WHEN TO CALL YOUR VETERINARIAN
- If you cannot keep a scheduled appointment.
- If you are unable to give the medicine as prescribed.
- If the problem worsens despite giving medicine.
- If you see signs that may suggest worsening of the condition(see below).
SIGNS TO WATCH FOR
- Head-shaking, rubbing of the ears on the ground, constant pawing or scratching at the ears, or signs of pain on touching the ears indicate an ongoing disease process, and likely inflammation, in the ear. Visible improvement in comfort should be apparent within 24-48 hours of beginning treatment for otitis externa (be it liquid in the ears, an injection, or oral tablets/pills at home), and if this improvement is not occurring, you should contact your veterinarian.

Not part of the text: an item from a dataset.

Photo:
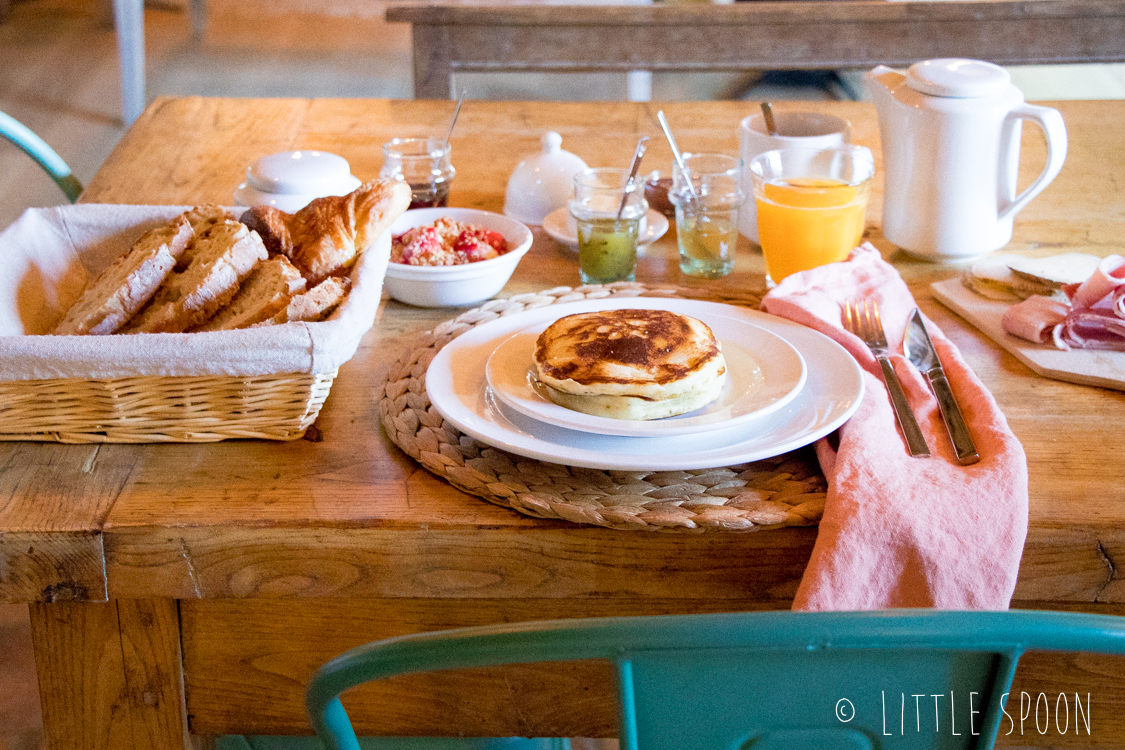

- Symptoms such as constant, sustained head tilt (holding the head rotated with one ear pointing toward the ground), turning constantly in the same direction or losing balance and falling to one side, even to the point of not being able to stand, or other general signs of not feeling well such as lethargy or loss of appetite can indicate that inflammation has entered deeper in the ear canal and is causing a middle ear infection. Any of these symptoms warrants a recheck with your veterinarian.
- As dictated by the initial exam and response to treatment.